My only question is: will the regulators use transparency to shine light on shadow banking? Specifically, for structured finance securities ranging from covered bonds to securitizations, will the regulators require that these securities provide observable event based reporting so all activities like a payment or delinquency involving the underlying collateral are reported before the beginning of the next business day?
Global regulators set a September 2013 deadline to present tougher rules for money-market mutual funds, repurchase agreements and other so-called shadow banking activities as part of a broader push to reduce risk in the financial system.
The Financial Stability Board also said that it would issue draft rules next year targeted at non-bank institutions whose failure would roil the global economy.

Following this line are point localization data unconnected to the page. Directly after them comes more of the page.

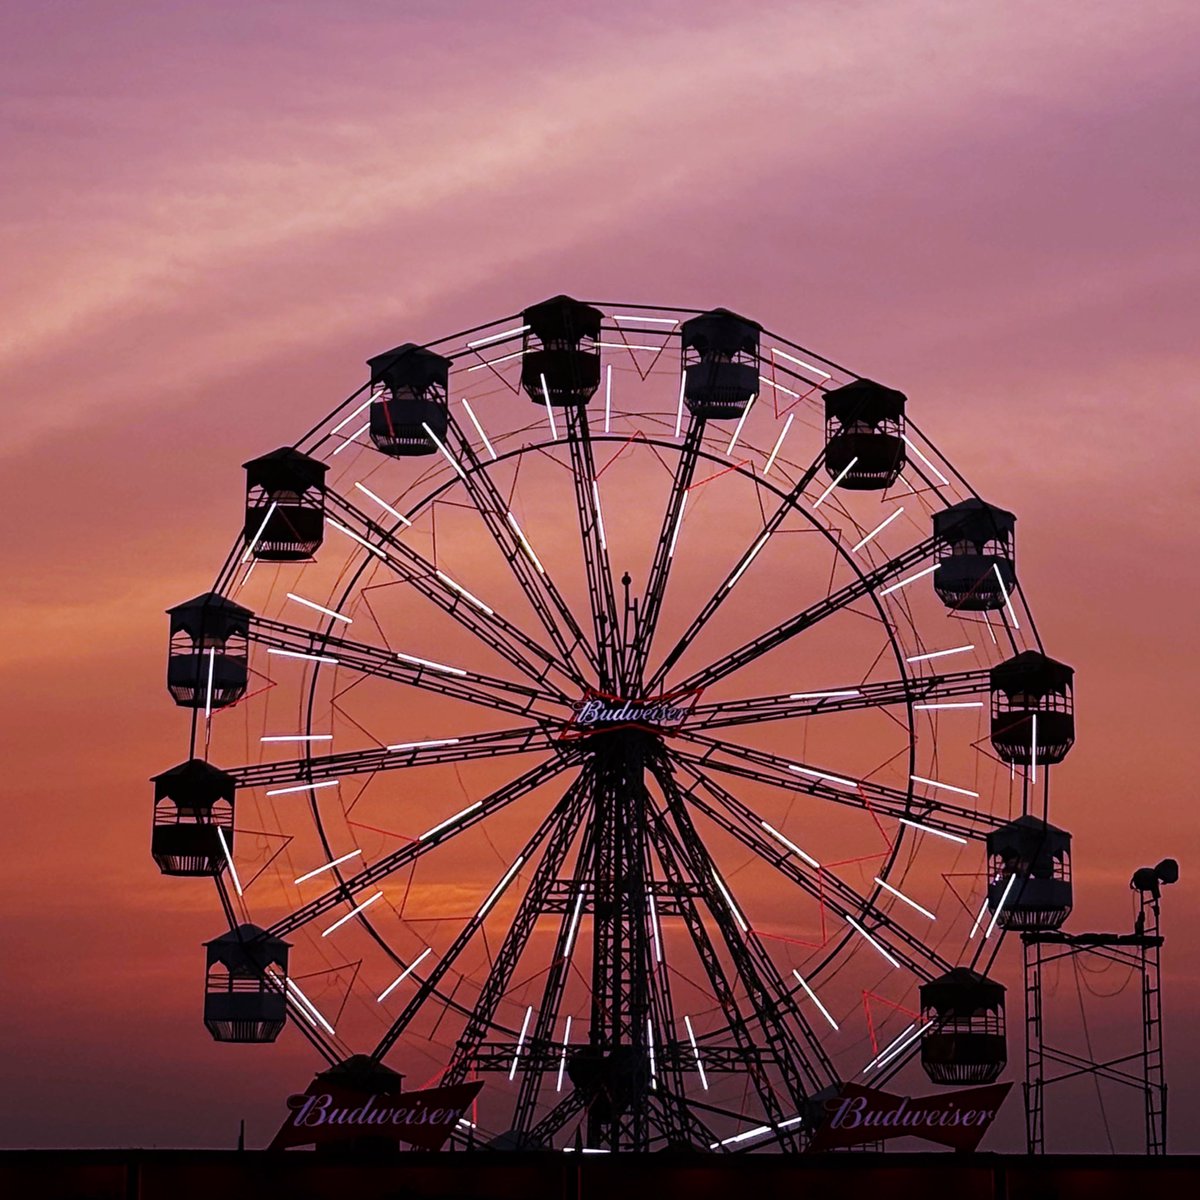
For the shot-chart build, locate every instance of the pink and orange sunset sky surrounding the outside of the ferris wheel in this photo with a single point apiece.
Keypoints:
(214, 213)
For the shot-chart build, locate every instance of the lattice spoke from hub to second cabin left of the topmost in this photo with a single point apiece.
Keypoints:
(469, 610)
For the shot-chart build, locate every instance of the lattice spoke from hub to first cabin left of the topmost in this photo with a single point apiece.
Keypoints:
(527, 568)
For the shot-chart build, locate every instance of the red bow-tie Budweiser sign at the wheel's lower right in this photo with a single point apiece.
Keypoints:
(861, 1115)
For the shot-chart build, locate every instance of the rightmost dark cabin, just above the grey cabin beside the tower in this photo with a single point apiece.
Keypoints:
(1033, 710)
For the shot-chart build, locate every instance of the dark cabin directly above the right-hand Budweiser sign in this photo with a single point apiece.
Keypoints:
(967, 1041)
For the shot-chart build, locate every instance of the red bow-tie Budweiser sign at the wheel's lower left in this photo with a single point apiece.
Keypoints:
(327, 1114)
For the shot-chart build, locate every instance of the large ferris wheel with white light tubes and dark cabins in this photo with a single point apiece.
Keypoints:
(629, 707)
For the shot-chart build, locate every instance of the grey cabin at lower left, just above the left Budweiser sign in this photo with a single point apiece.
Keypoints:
(244, 986)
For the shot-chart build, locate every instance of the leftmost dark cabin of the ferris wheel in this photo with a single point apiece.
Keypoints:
(193, 815)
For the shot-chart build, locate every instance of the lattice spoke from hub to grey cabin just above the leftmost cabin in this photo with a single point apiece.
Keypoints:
(488, 692)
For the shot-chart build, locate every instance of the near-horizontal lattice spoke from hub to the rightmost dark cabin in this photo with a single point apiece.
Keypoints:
(921, 691)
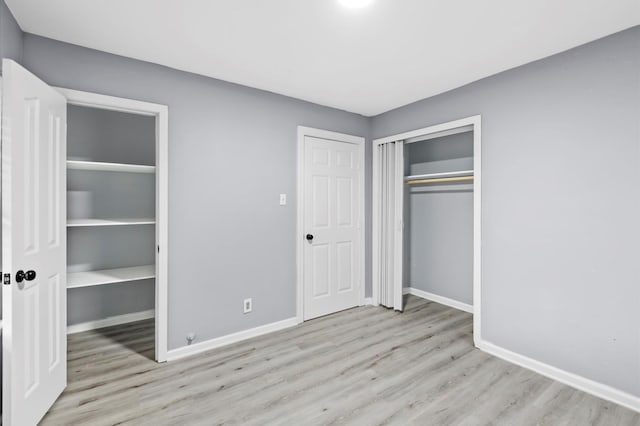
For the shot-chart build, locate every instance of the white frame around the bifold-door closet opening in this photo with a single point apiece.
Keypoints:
(473, 123)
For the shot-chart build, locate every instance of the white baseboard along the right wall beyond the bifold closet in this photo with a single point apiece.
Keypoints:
(587, 385)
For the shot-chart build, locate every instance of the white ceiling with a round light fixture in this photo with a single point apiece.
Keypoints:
(366, 61)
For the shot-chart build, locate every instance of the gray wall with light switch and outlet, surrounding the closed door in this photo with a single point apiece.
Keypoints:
(232, 151)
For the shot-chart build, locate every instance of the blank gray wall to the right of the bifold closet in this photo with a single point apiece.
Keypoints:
(560, 205)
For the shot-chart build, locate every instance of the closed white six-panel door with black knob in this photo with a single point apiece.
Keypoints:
(332, 250)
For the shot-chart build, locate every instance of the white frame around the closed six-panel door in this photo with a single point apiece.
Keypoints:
(337, 137)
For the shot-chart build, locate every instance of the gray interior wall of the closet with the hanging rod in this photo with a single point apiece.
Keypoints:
(438, 218)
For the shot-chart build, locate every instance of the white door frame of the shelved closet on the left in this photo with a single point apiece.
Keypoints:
(161, 114)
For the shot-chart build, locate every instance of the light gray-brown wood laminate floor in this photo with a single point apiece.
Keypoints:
(364, 366)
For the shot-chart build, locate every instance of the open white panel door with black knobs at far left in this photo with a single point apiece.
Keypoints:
(34, 302)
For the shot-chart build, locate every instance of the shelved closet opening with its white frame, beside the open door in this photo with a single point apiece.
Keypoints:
(116, 222)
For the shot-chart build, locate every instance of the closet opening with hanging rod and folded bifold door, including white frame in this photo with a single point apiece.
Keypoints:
(427, 217)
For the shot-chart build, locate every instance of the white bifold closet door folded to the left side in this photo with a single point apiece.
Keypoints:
(389, 189)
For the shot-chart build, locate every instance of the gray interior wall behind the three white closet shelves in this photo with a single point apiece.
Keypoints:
(112, 137)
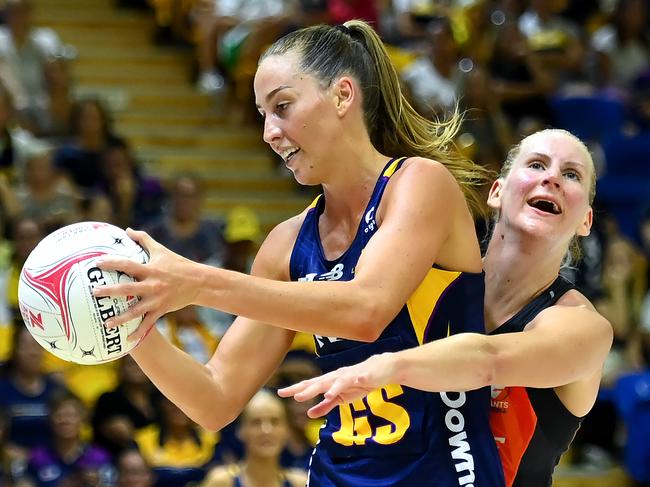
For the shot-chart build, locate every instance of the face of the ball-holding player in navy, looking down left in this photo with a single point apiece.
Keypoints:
(299, 116)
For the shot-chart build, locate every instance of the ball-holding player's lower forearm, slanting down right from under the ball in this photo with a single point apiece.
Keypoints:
(187, 383)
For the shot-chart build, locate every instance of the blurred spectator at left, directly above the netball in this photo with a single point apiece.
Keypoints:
(42, 197)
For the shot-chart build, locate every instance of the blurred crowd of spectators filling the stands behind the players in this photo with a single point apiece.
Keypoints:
(511, 66)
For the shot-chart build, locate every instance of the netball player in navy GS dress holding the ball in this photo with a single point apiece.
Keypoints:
(386, 258)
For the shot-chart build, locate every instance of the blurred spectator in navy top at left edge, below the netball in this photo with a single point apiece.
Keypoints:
(25, 392)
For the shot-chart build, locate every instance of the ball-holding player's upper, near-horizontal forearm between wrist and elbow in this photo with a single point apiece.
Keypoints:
(341, 309)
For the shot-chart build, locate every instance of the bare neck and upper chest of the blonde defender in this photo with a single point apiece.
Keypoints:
(517, 268)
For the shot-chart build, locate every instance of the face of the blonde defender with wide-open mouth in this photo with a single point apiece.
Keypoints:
(546, 192)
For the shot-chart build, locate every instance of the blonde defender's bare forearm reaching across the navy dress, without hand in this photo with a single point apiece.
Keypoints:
(458, 363)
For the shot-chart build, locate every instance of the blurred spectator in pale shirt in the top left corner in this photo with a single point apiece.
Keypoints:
(34, 57)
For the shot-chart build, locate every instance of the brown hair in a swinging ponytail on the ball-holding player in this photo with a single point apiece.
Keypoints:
(395, 127)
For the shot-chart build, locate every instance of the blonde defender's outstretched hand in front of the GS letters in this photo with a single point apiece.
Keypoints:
(343, 385)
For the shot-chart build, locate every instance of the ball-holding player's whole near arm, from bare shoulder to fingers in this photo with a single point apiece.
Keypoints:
(417, 214)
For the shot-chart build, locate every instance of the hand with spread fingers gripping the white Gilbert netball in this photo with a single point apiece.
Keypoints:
(166, 283)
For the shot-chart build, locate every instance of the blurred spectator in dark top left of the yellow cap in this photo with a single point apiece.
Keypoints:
(182, 227)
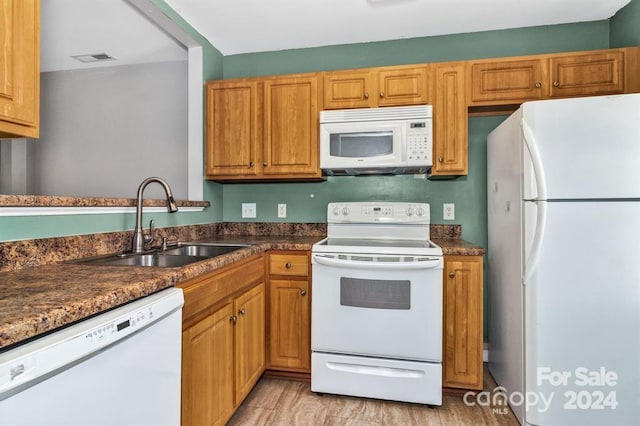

“Vigilant oversight of shadow banking activities will be required to respond to inevitable market mutations,” the FSB said in an e-mailed report. “The approach is designed to be proportionate to financial stability risks.”...
The Basel-based FSB has estimated that global shadow-banking activities were worth about $60 trillion in 2010, as much as 30 percent of the total financial system.
Supervisors class shadow banking activities as those that allow banks to carry out business off balance sheet, as well as those which allow investors to bypass lenders and the functions they traditionally fulfill on the markets.
Institutions identified by regulators as shadow banks also include some exchange traded funds, securitization structures, and monoline insurers, which specialize in products that apply to financial investments....
“There are a range of tools in the policy toolkit that could ensure the shadow banking system is taken out of the shadows,” Carney said.But will transparency be one of these tools?